We also observed that slower ultradian oscillations (longer periods) were associated with increased sleepiness at the end of the 3-week treatment period: delta (r = 0.74, p = 0.003); theta (r = 0.53, p = 0.05); alpha (r = 0.57, p = 0.04); sigma (r = 0.19, p = 0.51); average period (r = 0.70, p = 0.006). The impact of cannabinoids on ultradian periods of the sleep EEG has not been previously studied, and we found no effect of dronabinol on the period in any frequency band. It seems likely, therefore, that the correlation between ultradian period and sleepiness may reflect some combination of underlying biological factors, rather than a drug effect. Indeed, van Hilten et al. reported that prolonged periods in the ultradian rhythm of sleep EEG in patients with myotonic dystrophy correlated with increased daytime sleepiness.28
It should be noted that the findings of this study and their generalizability are limited by the small sample size. Additionally, subjects followed a dose escalation paradigm in which only 8 of the subjects reached the full dose of 10 mg/ day of dronabinol. Although we cannot rule out the possibility of an important time-on-treatment effect, we were able to identify significant dose effects despite the small sample size. Longer duration, larger clinical studies will be needed to fully delineate both the dose and the time-on-treatment effects of dronabinol in OSA.

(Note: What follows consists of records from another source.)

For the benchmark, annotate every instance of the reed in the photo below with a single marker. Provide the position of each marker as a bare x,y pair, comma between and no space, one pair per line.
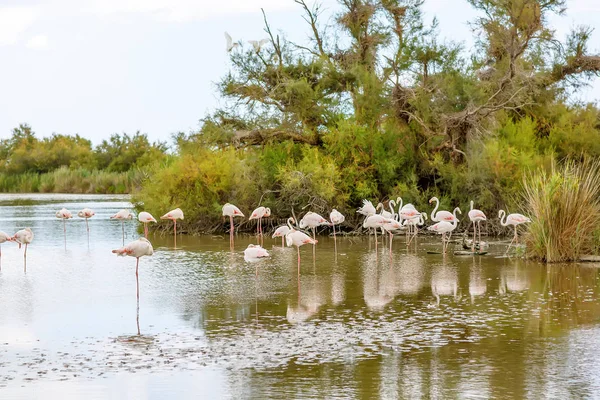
564,205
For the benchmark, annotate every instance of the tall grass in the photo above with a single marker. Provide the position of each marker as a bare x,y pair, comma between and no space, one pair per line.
564,205
65,180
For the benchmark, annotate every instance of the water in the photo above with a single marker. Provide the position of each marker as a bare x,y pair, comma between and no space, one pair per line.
359,325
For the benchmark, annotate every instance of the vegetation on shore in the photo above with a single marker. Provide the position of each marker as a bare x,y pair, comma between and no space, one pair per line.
69,164
377,105
564,205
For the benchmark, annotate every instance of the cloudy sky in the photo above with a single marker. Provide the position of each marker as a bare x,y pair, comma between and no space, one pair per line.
97,67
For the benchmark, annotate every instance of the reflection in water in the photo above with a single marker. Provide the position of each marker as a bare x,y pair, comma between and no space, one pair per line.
353,326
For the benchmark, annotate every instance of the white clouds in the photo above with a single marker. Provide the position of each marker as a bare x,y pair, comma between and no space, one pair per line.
38,42
183,10
14,21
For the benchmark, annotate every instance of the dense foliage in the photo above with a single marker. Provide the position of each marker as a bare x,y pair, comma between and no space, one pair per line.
69,164
376,106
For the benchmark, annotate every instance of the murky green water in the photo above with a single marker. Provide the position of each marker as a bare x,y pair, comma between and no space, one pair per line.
359,325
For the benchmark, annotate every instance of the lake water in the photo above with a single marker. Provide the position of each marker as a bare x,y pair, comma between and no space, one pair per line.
360,324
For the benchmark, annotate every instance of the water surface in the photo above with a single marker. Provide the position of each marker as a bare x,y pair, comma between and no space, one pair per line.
359,324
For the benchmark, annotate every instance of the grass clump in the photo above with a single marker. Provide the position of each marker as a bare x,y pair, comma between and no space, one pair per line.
564,205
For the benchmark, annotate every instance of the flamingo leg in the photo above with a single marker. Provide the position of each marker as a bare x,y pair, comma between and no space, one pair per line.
25,259
231,232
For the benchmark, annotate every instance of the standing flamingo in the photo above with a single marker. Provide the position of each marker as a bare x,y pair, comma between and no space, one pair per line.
4,237
514,220
442,228
24,236
122,216
259,214
145,218
281,232
476,216
441,215
298,238
87,214
64,214
336,218
174,215
375,221
229,210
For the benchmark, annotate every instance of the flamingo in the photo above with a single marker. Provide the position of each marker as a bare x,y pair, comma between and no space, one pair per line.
442,228
174,215
259,214
122,215
298,238
414,223
23,236
441,215
514,220
254,253
137,248
367,209
375,221
4,237
87,214
336,218
281,232
390,227
476,216
229,210
64,214
145,218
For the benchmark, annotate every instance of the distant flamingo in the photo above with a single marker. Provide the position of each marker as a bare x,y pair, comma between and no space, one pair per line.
145,218
259,214
4,237
440,215
336,218
375,221
442,228
229,210
64,214
87,214
137,248
122,216
24,236
174,215
514,220
281,232
254,253
476,216
298,238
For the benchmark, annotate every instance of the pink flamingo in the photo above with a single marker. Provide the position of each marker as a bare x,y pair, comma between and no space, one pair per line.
145,218
442,228
336,218
298,238
514,220
441,215
259,214
4,237
64,214
122,216
87,214
476,216
174,215
375,221
229,210
281,232
137,248
24,236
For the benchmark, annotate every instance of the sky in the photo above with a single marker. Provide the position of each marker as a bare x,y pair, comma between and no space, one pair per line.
98,67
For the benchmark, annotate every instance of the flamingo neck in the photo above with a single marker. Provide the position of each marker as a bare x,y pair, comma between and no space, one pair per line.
437,204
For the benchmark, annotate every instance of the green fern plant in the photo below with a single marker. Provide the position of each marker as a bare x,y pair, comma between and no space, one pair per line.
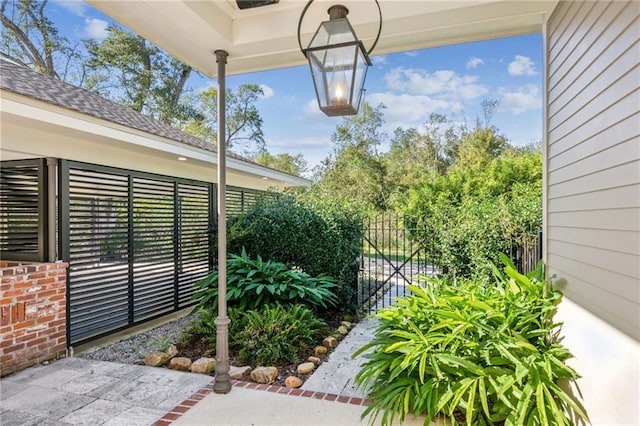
275,334
475,353
252,283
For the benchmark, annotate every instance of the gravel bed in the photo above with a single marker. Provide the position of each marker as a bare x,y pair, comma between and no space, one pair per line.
133,349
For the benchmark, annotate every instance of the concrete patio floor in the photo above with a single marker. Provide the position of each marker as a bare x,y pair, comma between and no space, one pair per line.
78,391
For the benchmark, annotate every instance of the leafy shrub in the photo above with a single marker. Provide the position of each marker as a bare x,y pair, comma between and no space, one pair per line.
254,283
473,215
275,335
485,354
307,234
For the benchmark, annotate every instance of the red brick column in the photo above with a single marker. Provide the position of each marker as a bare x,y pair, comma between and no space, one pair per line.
33,314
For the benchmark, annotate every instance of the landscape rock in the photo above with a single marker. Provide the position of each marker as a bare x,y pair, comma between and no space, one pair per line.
239,372
156,359
315,360
203,365
180,363
264,375
292,382
320,350
330,342
306,368
172,351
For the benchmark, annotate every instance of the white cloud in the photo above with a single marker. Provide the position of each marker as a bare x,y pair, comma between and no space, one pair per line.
408,110
311,109
474,62
524,98
96,28
379,60
267,91
77,7
443,83
299,144
522,65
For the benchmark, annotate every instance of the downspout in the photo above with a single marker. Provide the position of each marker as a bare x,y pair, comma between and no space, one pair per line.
223,381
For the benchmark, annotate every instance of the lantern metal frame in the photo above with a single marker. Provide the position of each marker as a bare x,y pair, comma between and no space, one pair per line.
351,107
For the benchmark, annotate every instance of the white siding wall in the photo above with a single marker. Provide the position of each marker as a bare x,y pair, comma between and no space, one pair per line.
592,197
593,157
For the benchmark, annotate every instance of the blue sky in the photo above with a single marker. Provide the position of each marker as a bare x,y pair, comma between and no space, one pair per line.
451,80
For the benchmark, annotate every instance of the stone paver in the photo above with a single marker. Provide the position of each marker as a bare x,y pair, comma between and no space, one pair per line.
336,375
77,391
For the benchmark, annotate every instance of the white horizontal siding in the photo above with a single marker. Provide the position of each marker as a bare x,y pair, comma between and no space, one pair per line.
592,189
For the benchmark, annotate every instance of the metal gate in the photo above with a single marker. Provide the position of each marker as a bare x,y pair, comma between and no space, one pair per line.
395,253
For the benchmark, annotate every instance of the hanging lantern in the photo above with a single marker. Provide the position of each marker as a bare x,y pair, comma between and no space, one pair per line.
338,63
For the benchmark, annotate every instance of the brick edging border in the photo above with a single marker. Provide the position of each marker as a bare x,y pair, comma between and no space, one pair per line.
177,411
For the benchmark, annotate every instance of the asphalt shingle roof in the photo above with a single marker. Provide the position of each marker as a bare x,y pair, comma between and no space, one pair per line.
24,81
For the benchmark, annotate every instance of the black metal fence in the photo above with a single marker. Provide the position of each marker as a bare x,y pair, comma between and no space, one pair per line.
23,210
395,253
527,254
136,242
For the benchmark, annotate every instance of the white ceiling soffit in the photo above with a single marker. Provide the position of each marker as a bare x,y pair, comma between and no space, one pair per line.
265,38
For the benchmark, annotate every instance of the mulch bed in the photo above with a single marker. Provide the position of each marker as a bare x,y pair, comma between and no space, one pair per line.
202,348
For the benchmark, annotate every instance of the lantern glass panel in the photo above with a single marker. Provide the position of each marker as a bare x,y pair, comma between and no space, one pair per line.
333,74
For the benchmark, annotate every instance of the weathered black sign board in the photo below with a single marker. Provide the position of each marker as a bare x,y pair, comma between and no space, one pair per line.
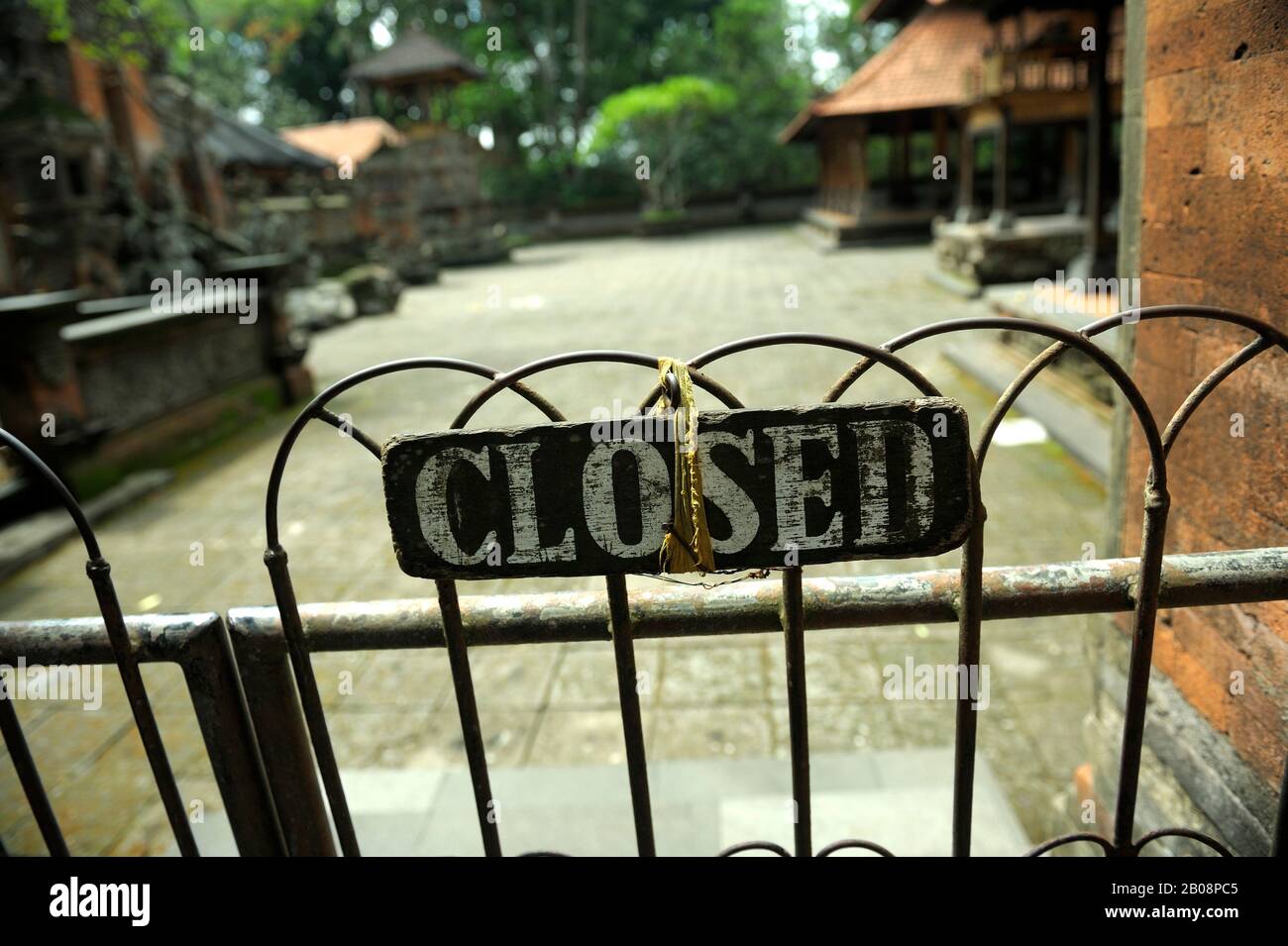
782,486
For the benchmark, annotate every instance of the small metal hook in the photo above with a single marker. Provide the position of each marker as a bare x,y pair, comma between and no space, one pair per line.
673,390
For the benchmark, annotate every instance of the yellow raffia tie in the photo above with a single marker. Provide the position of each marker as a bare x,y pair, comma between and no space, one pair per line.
687,546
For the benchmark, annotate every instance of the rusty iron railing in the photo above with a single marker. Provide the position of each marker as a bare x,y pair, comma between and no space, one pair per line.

In summary, this exploratory study demonstrates that in individuals with OSA, dronabinol treatment yields a shift in EEG power toward delta and theta frequencies and a strengthening of ultradian rhythms in the sleep EEG. In particular, ultradian rhythms became stronger with increasing doses of dronabinol and their amplitudes increased as AHI decreased. These effects suggest that oral dronabinol may have improved restorative aspects of the sleep process, contributing to the observed decrease in daytime sleepiness, despite the absence of changes in overall sleep stage percentages or sleep efficiency previously reported. Larger scale studies will be needed to confirm and elaborate these effects, and to dissect the potentially interacting influences of dose and time-on-treatment.
DISCLOSURE STATEMENT
This study was supported by a grant from Pier Pharmaceuticals and involved investigational use of dronabinol in subjects with obstructive sleep apnea syndrome. Dr. Carley is an inventor on patents and patent applications disclosing the use of dronabinol as a treatment for obstructive sleep apnea. All rights to these patents and applications have been assigned to the University of Illinois. Dr. Carley previously served as a consultant to and member of the board of directors of Pier Pharmaceuticals, which has been acquired by Cortex Pharmaceuticals. The other authors have indicated no financial conflicts of interest.